Among the arguments for abstinence-only education are:

  • Abstinence is 100 percent effective in preventing teen pregnancy and preventing sexually transmitted diseases. The use of condoms, which sex educators promote because of their effectiveness in preventing pregnancy and sexually transmitted diseases, are not 100 percent effective, especially when used by young people inexperienced in their proper use.
  • Telling teens about sex and how to prevent pregnancy and STDs while also encouraging them to abstain sends mixed signals and downplays the importance of abstinence.
  • A "just don't do it" message is used successfully in campaigns against drunk driving, guns, gangs and other youth issues, and it can be used effectively in abstinence too.
  • Abstinence education goes further by teaching teens how to avoid unwanted sexual advances fueled by drugs and alcohol, how to avoid situations that can lead to sex, and the toll an unwanted pregnancy can take on a teen's life.

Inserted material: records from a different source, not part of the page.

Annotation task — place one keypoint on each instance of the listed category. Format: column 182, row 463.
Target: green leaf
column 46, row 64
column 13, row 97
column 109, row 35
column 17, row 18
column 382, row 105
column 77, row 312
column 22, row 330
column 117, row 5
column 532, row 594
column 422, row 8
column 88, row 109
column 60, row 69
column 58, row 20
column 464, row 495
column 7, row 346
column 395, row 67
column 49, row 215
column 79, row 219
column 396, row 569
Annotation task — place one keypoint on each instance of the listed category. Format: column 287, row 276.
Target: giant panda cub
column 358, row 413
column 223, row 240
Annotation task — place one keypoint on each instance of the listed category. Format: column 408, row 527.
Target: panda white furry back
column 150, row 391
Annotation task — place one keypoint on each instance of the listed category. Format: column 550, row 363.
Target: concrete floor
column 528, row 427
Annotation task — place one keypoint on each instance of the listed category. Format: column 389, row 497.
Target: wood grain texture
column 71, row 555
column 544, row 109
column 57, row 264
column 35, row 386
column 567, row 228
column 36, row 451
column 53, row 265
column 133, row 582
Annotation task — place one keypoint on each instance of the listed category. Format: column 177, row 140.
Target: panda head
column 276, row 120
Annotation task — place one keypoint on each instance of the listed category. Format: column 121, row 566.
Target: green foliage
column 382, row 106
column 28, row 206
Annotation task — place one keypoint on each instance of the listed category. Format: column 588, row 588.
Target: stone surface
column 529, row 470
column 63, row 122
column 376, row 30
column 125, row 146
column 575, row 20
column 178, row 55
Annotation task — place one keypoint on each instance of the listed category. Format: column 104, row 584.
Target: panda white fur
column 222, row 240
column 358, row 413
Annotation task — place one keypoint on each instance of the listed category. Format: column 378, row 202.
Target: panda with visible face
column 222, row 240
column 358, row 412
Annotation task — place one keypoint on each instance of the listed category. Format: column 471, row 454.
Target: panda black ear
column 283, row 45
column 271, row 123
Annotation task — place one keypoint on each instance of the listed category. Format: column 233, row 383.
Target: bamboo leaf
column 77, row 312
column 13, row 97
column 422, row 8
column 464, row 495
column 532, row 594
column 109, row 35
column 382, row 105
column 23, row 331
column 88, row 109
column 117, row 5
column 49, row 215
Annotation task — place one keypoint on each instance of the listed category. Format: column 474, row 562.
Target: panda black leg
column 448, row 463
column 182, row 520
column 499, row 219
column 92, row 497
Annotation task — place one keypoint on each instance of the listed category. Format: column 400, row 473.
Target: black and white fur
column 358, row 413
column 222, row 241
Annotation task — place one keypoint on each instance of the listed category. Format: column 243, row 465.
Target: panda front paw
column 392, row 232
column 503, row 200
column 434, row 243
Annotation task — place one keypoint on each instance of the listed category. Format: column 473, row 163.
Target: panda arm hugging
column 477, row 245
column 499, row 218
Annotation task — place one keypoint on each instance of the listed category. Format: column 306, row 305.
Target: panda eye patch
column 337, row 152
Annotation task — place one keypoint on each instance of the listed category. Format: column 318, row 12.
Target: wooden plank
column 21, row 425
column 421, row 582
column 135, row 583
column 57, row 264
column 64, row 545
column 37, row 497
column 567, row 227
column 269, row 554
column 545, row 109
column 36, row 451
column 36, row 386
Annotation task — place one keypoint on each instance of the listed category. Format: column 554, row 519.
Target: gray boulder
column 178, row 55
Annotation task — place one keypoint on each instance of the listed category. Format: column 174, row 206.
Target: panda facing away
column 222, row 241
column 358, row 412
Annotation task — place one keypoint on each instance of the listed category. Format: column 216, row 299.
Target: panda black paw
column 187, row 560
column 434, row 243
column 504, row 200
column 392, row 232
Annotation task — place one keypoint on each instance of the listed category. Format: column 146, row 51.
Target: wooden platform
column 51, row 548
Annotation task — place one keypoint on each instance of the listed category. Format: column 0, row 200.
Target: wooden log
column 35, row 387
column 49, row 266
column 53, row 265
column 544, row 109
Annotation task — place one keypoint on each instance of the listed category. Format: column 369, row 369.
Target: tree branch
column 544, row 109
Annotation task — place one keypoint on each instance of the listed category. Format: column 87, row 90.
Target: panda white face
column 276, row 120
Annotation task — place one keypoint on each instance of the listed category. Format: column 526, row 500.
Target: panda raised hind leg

Arguments Against Abstinence Only Education
While abstinence-only education programs have the support of many major national religious groups, a comprehensive sex education program in schools has the backing of a wide range of educational and medical organizations.

Most proponents of comprehensive sex education argue that teens should be encouraged to abstain, but should also get information about contraceptives, sexually transmitted diseases, and how to prevent HIV.

Critics who say abstinence only education is a failure have some evidence on their side.  Studies show that providing information about contraception does not increase teen sexual activity.  At the same time, teens who received only abstinence education were no more likely to abstain.  And when they did stray, without education about birth control, they were more likely to get pregnant.

Sex ed proponents say that teens should be given facts, information and tools to deal with sexual matters in an informed way. That includes:

  • Teaching teens about all the types of contraception and how each prevents pregnancy.
  • Being truthful about the risk of sexually transmitted diseases, how to prevent them, especially HIV.
  • Acknowledging that a majority of high school students have been and will continue to be sexually active and that hoping that they abstain doesn't work. 

The Best of Both Worlds: Abstinence Education and Sex Education

Studies show that the majority of Americans support sexuality education, but also want teens to get a strong message of abstinence from society.

There has been a drop in the number of teen pregnancies, births and abortions in recent years. However, whether this drop is due to abstinence education or educating teens about contraception, is not clear.